Probing Student Anxieties

I ran a quick anonymous survey in my undergraduate courses last week, as a way to find out what’s on students’ minds and how it might be affecting their academic performance. The survey’s four questions and an analysis of the responses are below. Results might be skewed because only 70% of the 54 students on my course rosters connected to class on Zoom when I administered the survey. In my experience, absenteeism correlates strongly with lousy academic performance, but this semester it could in part be a maladaptive response to greater than usual levels of stress and anxiety. I just don’t know.

The survey:

Five years from now, what outcome do you want to have achieved in your life? Nearly all the students who responded wrote that financial stability from a career was an important objective. Less than one-quarter listed happiness or enjoyment. Seven students wrote that travel was a goal. Only one specifically referenced being healthy.

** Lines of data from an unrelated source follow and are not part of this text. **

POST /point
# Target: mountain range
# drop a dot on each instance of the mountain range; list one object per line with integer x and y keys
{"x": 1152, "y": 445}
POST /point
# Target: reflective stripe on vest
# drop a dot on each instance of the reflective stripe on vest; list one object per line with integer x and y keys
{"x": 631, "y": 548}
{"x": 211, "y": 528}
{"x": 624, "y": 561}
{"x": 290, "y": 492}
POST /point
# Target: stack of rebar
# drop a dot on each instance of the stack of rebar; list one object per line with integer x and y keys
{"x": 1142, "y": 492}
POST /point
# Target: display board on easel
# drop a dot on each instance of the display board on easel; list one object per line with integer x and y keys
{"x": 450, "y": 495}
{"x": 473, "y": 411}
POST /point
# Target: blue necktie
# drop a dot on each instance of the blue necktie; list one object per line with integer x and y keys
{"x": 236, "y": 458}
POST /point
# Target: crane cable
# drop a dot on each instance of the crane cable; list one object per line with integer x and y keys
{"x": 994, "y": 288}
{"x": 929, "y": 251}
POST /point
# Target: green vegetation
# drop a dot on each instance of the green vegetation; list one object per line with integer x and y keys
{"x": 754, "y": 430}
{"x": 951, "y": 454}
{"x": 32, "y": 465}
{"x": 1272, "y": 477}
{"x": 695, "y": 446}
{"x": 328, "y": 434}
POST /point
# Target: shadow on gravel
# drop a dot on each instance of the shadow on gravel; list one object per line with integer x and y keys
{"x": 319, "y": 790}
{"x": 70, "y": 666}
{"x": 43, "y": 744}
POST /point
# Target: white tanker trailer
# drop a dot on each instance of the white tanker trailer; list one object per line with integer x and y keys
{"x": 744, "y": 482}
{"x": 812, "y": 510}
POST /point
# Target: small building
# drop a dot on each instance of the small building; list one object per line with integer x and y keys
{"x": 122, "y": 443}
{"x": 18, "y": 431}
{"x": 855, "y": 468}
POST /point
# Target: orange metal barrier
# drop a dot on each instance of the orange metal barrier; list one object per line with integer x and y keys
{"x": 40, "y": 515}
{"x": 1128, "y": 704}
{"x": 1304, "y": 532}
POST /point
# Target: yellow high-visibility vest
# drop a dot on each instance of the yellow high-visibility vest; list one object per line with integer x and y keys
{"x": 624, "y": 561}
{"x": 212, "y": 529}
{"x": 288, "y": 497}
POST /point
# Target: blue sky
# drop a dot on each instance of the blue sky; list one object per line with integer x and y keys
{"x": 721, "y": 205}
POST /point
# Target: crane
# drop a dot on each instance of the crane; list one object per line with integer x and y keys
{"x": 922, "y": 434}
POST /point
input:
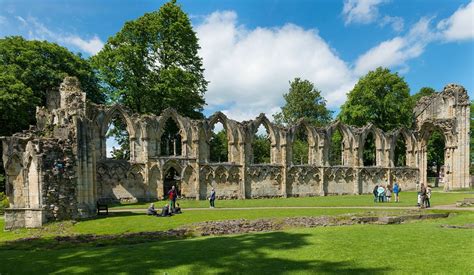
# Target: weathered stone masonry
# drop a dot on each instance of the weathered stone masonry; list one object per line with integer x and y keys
{"x": 59, "y": 169}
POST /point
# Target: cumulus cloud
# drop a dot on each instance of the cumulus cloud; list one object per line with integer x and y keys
{"x": 250, "y": 69}
{"x": 397, "y": 23}
{"x": 361, "y": 11}
{"x": 397, "y": 51}
{"x": 460, "y": 25}
{"x": 367, "y": 11}
{"x": 37, "y": 30}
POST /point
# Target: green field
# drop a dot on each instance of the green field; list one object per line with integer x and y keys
{"x": 423, "y": 246}
{"x": 406, "y": 199}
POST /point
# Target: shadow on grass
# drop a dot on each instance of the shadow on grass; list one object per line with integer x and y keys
{"x": 274, "y": 252}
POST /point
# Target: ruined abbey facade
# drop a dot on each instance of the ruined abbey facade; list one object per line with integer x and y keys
{"x": 59, "y": 168}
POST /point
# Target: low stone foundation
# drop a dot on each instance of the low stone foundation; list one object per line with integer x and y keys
{"x": 24, "y": 217}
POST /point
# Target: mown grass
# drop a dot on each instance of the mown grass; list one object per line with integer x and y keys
{"x": 415, "y": 247}
{"x": 128, "y": 222}
{"x": 406, "y": 199}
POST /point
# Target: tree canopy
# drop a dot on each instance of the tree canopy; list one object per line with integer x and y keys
{"x": 303, "y": 100}
{"x": 152, "y": 63}
{"x": 381, "y": 98}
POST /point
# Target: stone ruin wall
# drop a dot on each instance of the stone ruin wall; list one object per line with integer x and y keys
{"x": 59, "y": 169}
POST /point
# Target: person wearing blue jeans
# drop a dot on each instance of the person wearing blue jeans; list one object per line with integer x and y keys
{"x": 212, "y": 198}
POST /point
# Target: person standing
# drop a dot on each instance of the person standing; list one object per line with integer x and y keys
{"x": 212, "y": 198}
{"x": 396, "y": 190}
{"x": 388, "y": 193}
{"x": 428, "y": 197}
{"x": 422, "y": 195}
{"x": 171, "y": 197}
{"x": 375, "y": 192}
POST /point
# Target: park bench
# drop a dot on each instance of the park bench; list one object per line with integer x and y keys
{"x": 102, "y": 206}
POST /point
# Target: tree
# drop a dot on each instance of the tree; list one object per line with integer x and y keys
{"x": 42, "y": 66}
{"x": 381, "y": 98}
{"x": 303, "y": 100}
{"x": 152, "y": 63}
{"x": 471, "y": 148}
{"x": 425, "y": 91}
{"x": 436, "y": 142}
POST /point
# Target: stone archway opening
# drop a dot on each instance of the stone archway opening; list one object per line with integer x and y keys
{"x": 171, "y": 144}
{"x": 435, "y": 158}
{"x": 300, "y": 147}
{"x": 117, "y": 139}
{"x": 261, "y": 145}
{"x": 336, "y": 148}
{"x": 369, "y": 155}
{"x": 400, "y": 154}
{"x": 218, "y": 144}
{"x": 172, "y": 178}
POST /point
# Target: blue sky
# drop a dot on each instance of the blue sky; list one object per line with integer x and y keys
{"x": 252, "y": 49}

What can you do in this course to make achieving your desired outcome more likely? About 40% of respondents commented in some fashion about practicing the application of conceptual knowledge. 30% mentioned getting a good or passing grade for the course. Only five students said anything related to understanding different cultures or perspectives. There were six comments about improving writing, time management, or note-taking skills.

What are you worried about? Here there were about a dozen comments each about employability after college, long term economic effects of the pandemic, and the election/condition of the country. Four students said they were concerned about not having a satisfying career or a fulfilling life. Two said that they were worried about the environment and the future of the planet.

What are some small, practical actions that you can take to respond to your worries and help you achieve your desired outcome? This is where I was surprised, though perhaps I shouldn’t have been. Few students listed any simple behavioral changes that might help them better manage stress. There were twenty comments about working harder, spending more time on coursework, or leveraging internships to create future employment or graduate study opportunities. Slightly more than 25% of respondents said they could focus more on the present or not try to control what can’t be controlled. Only two students discussed seeking emotional support from family or peers. No students mentioned getting sufficient sleep, eating healthily, or exercising.